BookmarkSubscribeRSS Feed
SMcelroy1287
Obsidian | Level 7

Hello All! 

I have two data sets one which contains all of my cases and looks similar to this: It contains if the outcome occurred and since these are all cases the outcome variable is always 1, the date on which the outcome occurred, the zip code, and then the propensity score(PS) calculated previously: (n=45,000 named CAL.PS_CASES1)

OUTCOME  OUTCOME_DATE  ZIPCODE   PS         Id_t

1                        1/01/05               33333         .5680       32

1                       03/26/09              55555         .0337       6589

 

The second data set contains environmental data for each day by zipcode and also has a propensity score that was previously calculated.
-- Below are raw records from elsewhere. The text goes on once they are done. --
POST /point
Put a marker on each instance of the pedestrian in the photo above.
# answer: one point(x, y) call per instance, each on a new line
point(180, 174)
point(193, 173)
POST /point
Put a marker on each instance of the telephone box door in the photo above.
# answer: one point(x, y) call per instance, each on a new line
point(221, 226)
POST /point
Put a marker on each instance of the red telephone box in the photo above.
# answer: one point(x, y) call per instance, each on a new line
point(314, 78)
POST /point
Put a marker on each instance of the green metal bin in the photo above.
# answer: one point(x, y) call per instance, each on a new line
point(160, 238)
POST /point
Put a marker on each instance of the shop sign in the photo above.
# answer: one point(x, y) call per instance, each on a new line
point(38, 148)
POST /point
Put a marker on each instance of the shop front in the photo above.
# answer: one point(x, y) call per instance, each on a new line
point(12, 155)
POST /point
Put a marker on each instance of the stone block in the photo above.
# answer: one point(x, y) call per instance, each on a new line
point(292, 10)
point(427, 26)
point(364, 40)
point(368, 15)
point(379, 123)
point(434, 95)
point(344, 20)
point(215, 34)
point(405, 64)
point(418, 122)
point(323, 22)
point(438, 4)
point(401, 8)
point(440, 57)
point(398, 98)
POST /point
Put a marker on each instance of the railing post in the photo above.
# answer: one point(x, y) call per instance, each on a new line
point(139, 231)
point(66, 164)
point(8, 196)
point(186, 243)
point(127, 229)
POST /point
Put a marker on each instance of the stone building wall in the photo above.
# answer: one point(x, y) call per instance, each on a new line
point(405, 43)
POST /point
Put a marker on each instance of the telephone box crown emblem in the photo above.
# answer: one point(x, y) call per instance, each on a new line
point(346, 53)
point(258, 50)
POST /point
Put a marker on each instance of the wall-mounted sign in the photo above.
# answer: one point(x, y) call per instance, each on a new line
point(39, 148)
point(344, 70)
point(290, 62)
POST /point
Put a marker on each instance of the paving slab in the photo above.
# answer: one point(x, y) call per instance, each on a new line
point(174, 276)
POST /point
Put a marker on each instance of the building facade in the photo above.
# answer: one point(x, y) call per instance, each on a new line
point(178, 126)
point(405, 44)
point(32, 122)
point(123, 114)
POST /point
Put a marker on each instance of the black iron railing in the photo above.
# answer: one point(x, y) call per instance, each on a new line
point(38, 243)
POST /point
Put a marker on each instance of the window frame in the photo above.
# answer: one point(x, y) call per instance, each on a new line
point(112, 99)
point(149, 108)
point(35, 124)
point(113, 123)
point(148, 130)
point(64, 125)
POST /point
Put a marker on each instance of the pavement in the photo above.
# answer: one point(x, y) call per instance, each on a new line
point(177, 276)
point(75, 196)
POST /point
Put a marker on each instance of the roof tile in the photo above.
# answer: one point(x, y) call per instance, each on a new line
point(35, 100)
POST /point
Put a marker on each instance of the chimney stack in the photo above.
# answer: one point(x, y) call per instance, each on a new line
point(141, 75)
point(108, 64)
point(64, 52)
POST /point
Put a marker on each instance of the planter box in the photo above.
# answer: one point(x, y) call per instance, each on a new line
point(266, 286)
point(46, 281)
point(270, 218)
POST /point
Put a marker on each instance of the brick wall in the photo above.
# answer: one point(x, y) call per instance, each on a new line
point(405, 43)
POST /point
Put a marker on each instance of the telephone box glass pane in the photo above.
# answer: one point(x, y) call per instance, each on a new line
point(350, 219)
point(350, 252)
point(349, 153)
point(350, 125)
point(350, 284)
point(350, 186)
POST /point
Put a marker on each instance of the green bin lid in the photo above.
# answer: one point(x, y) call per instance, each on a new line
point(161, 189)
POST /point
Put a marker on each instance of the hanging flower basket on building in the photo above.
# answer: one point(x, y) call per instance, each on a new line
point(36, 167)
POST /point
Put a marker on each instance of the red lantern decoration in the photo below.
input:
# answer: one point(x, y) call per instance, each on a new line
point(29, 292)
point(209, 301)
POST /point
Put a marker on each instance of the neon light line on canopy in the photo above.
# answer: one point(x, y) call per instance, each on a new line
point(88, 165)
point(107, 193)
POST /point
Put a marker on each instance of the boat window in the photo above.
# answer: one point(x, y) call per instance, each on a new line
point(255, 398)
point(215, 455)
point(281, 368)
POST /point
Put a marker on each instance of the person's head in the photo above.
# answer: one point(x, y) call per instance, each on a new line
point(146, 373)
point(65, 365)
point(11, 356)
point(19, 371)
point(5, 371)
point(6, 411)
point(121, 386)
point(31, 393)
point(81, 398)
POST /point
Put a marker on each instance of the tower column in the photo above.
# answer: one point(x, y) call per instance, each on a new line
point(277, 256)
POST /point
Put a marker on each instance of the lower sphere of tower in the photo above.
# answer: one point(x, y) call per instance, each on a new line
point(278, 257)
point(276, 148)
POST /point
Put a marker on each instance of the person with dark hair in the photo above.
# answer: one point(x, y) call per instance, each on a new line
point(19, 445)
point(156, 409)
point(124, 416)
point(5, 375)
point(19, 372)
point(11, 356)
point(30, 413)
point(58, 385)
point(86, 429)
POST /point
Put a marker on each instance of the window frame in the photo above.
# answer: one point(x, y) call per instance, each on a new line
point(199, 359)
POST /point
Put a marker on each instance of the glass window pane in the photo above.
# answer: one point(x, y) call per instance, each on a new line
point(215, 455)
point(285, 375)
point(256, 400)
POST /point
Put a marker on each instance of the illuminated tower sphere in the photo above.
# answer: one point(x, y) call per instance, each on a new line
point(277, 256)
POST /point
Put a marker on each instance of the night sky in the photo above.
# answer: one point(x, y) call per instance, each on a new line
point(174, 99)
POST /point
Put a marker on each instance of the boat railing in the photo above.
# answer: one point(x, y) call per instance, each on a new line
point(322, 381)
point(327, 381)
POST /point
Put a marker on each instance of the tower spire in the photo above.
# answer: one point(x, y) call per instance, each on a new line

The data looks like this:

(n=1,530,000 named CAL.PS_CONT1 )

 

OUTCOME_DATE         ZIPCODE     PS    TEMP .... ...MEANNO2    Id_t

1/01/05                          33333           .0483       78             92                 1

1/01/05                           55555           .2569       85             72                 2

03/26/09                         55555          .7802        65             80                 3

 

I am trying to select the 4 closest propensity scores, from the environmental data, for each one of my cases and call them controls. These four controls matched on closest propensity scores must be in a range of plus or minus 30 days from the outcome date of the specific case. I am trying to use proc sql to select these controls. This is the start of my code... I do not know how to specify selecting 4 controls per case instead of just one. I also am not sure if I need a right join statement. Any help would be greatly appreciated. Thank you in advance!

 

PROC SQL;
create table PS_MATCH as
SELECT a.*,b.*,
ABS(A.OUTCOME_DATE-B.OUTCOME_DATE) AS ABSDATE

A.PS-B.PS AS PROP_SCORE,
ABS(CALCULATED PROP_SCORE) AS ABSPROP,
FROM CAL.PS_CASES1 AS A,
CAL.PS_CONT1 AS B
WHERE ABSDATE <= 30
GROUP BY ID_T;
QUIT;

13 REPLIES 13
Reeza
Super User

Can controls be used multiple times in a match? Essentially a greedy match algorithm.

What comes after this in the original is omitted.